Avec son titre improbable, L’Orpheline avec en plus un bras en moins invoque sur grand écran les mânes de Roland Topor, artiste protéiforme génial, qui a déjà sa place dans l’histoire du cinéma via, notamment, les scénarios du Locataire de Polanski et de La Planète sauvage de René Laloux. On peut trouver plus mauvais précédents. Hélas, l’ascendance ne fait pas tout : absolument fauché, le film aligne sagement les moments de haut cabotinage d’acteurs confirmés sur le retour d’un côté, et les contre-performances de l’autre.
On a beau se dire, à la vision de L’Orpheline avec en plus un bras en moins que le scénario fait sens (au moins de son début vers sa fin, disons), difficile de le résumer. En tout cas, une chose est sûre : en son centre, on trouve bien l’orpheline annoncée et, en plus, elle a effectivement un bras en moins. Autour de cette particularité physique, un juge (Pasquale D’Inca) fantasme tandis qu’il collectionne les objets meurtriers et autres joyeusetés, un mac repoussant (Jean-Claude Dreyfus) tente de l’embaucher dans son cabaret tout en passant le film à peloter des jeunes filles nues, et un prestidigitateur mauvais garçon mais romantique (Melvil Poupaud) gravitent.
Voilà déjà une distribution chargée, mais L’Orpheline avec en plus un bras en moins compte bien d’autres personnages : Jacques Richard (qui a co-écrit le scénario d’après Topor) multiplie les pistes, avec des intentions troubles. La première partie du film fait office d’exposition et va, ainsi, suivre vaguement les pas de l’orpheline du titre qui s’en va côtoyer chacun des personnages. Sorte de catalogue maladroit, le film va tenter de faire plus sens dans sa seconde partie, alors que le scénario reprend celui des Yeux sans visage de Franju – la maison du juge précité va alors devenir un calque de celle du Dr Génessier, avec son monstre, son démiurge terrifiant, sa maison construite comme un temple de l’épouvante, avec dans son sous-sol…
Hélas, si l’hommage est réel, le film ne va jamais plus loin que ses admirables intentions : faire montre d’un amour réel pour le monde de Franju et celui de Topor. D’une part, le clin d’œil appuyé envers Franju ne dépasse pas la simple citation, la faute sans doute à un budget restreint (et probablement déjà lourdement grévé par la présence au générique de ses têtes d’affiches), mais également à une absence de regard réel. Doit-on à Topor ou à Jacques Richard l’idée de construire le film sur le canevas des Yeux sans visage ? Impossible de le dire – en revanche, on constate rapidement que le scénario seul se consacre de façon prégnante à cette idée.

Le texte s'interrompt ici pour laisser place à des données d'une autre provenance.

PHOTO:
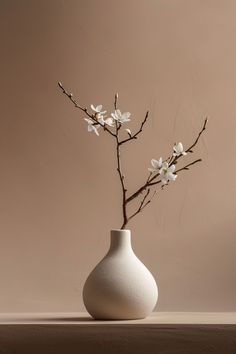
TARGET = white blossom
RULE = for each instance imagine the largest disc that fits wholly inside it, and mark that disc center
(97, 109)
(110, 122)
(102, 121)
(121, 117)
(167, 173)
(156, 165)
(179, 150)
(91, 126)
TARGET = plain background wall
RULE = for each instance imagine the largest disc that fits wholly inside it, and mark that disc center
(59, 190)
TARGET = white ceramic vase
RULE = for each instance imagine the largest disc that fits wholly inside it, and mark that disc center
(120, 287)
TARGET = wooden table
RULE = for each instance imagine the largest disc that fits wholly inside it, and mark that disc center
(77, 333)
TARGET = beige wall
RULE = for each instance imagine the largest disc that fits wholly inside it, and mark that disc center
(59, 192)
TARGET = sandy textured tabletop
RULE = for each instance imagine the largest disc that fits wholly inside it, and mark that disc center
(83, 318)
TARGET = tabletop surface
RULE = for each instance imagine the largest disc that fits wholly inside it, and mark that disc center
(82, 318)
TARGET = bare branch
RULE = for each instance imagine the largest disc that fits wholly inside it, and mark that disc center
(84, 109)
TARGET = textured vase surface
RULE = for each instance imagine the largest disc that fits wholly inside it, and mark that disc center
(120, 287)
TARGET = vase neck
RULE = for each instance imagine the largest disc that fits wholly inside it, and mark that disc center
(120, 240)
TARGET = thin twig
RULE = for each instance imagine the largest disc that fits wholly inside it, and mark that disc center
(84, 109)
(150, 182)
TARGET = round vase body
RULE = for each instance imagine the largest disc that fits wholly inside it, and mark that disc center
(120, 287)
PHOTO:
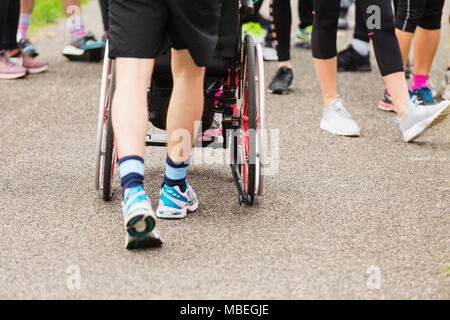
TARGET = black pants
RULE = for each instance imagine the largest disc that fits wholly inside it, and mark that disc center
(381, 31)
(9, 21)
(423, 13)
(282, 19)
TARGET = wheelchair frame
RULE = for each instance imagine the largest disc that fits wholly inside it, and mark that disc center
(242, 104)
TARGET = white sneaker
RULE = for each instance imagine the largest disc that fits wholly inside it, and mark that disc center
(336, 119)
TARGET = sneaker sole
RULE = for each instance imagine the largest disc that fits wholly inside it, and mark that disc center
(278, 91)
(386, 106)
(419, 128)
(37, 70)
(151, 240)
(324, 126)
(5, 76)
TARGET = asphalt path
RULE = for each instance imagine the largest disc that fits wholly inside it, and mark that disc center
(339, 214)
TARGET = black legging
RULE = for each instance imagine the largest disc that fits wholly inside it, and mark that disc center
(282, 19)
(385, 44)
(104, 7)
(9, 21)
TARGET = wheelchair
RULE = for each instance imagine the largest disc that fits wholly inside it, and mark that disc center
(233, 89)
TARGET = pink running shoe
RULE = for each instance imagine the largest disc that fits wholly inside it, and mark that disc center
(30, 63)
(9, 70)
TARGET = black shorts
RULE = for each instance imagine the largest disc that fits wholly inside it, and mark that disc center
(147, 28)
(423, 13)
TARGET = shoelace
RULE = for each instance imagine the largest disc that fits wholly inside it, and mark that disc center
(426, 93)
(342, 112)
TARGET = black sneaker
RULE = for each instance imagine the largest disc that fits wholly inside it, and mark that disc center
(343, 19)
(350, 60)
(424, 95)
(281, 82)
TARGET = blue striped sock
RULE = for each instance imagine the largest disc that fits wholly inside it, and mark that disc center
(176, 174)
(131, 170)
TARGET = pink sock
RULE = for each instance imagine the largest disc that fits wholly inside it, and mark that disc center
(419, 82)
(24, 24)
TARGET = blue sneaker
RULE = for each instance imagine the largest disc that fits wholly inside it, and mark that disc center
(84, 48)
(174, 204)
(139, 220)
(424, 95)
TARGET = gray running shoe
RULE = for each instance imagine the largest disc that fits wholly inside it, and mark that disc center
(336, 119)
(418, 118)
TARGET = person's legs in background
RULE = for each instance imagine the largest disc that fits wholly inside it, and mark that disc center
(413, 120)
(9, 20)
(25, 53)
(83, 45)
(104, 8)
(336, 119)
(305, 13)
(282, 19)
(256, 24)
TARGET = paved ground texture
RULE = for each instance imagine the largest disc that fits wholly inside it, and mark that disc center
(339, 212)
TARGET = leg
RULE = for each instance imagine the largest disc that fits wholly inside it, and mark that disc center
(324, 47)
(186, 105)
(336, 118)
(387, 52)
(104, 7)
(427, 37)
(26, 8)
(282, 18)
(129, 109)
(356, 57)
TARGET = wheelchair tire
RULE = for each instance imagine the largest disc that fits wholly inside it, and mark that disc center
(105, 152)
(249, 123)
(110, 160)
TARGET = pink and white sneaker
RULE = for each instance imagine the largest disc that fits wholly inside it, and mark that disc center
(31, 64)
(386, 103)
(8, 69)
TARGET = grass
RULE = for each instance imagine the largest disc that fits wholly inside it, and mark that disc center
(47, 12)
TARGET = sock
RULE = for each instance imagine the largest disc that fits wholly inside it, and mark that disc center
(131, 170)
(361, 47)
(176, 174)
(419, 82)
(24, 24)
(76, 26)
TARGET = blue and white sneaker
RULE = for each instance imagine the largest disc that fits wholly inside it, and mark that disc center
(139, 220)
(84, 48)
(174, 204)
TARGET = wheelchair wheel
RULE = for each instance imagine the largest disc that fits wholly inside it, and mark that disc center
(105, 147)
(249, 142)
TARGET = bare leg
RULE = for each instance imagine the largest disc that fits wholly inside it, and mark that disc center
(426, 45)
(398, 88)
(327, 74)
(26, 6)
(404, 41)
(186, 105)
(129, 109)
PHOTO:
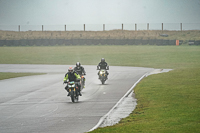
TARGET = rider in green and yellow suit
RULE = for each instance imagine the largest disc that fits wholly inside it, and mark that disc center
(71, 75)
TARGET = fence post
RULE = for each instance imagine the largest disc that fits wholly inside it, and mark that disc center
(135, 27)
(181, 26)
(19, 28)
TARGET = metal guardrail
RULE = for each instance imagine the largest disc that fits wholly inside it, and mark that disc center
(104, 27)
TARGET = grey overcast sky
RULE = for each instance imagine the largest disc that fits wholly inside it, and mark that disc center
(58, 12)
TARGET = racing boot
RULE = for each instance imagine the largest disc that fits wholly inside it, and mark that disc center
(80, 93)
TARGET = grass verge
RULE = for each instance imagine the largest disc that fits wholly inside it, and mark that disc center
(167, 102)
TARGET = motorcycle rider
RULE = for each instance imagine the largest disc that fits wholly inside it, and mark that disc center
(71, 75)
(80, 70)
(103, 65)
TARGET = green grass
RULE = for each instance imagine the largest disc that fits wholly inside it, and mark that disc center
(167, 102)
(140, 56)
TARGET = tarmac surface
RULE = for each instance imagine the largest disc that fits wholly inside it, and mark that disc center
(40, 104)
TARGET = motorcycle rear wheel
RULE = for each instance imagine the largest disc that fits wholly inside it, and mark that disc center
(72, 96)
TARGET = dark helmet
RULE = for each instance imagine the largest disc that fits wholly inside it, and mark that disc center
(102, 60)
(70, 69)
(78, 64)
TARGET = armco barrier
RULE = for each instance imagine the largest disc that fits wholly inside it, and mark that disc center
(67, 42)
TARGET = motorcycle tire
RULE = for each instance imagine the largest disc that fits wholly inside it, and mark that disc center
(72, 96)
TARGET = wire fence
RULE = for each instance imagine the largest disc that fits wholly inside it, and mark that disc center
(104, 27)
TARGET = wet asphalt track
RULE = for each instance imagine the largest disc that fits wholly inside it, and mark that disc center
(40, 103)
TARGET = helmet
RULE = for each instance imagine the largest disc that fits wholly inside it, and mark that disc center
(71, 70)
(78, 64)
(102, 60)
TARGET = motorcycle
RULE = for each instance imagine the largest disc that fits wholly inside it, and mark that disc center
(73, 90)
(82, 82)
(102, 74)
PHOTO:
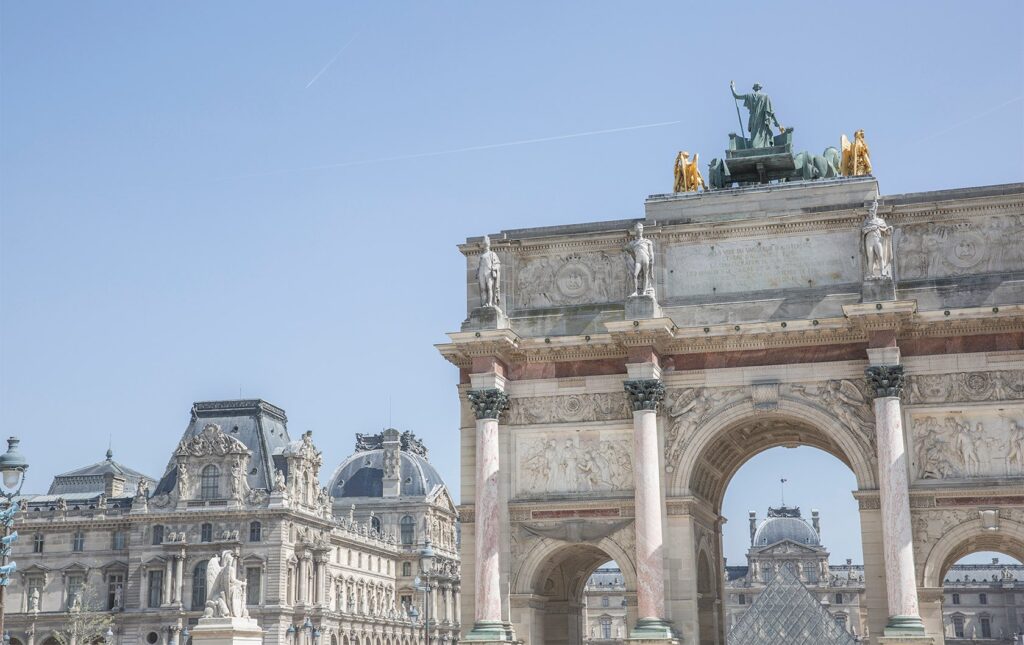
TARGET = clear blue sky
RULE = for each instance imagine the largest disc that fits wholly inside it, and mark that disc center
(194, 204)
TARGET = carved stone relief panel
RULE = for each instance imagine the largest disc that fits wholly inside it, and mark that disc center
(570, 278)
(572, 407)
(940, 249)
(967, 386)
(958, 444)
(589, 461)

La réalisation, littérale et sans vie, de Jacques Richard ne semble jamais avoir l’intention de s’approprier l’épouvante vers laquelle lorgne L’Orpheline avec en plus un bras en moins dans sa seconde partie.
Reste Topor. L’humour ravageur, le surréalisme aux multiples expressions de son monde pourraient s’exprimer dans la fascination partagée par tous les protagonistes du film pour le moignon de l’orpheline. Érotisme, fétichisme : tout un monde d’obsessions habite celles et ceux qui côtoient l’orpheline – la « norme » constituée par le juge, ou le monde ecclésiastique, est d’ailleurs sévèrement battue en brèche, creuset terrible de perversités et de frustrations. Les déviants (maquereau décadent, prostituée, repris de justice) sont, en revanche, ceux dont les sentiments sont, sinon moraux, au moins honnêtes.
Hélas, à ne pas savoir choisir quel personnage privilégier, à virevolter entre les uns et les autres, Jacques Richard ne fait pas honneur aux idées subversives de Topor. Si les belles idées originelles sont suffisamment lisibles, l’exécution de L’Orpheline avec en plus un bras en moins manque tellement de personnalité et de style que ces idées traversent le film comme des fantômes, évanescentes et bientôt disparues, comme le souvenir inconfortable du film dont elles sont issues.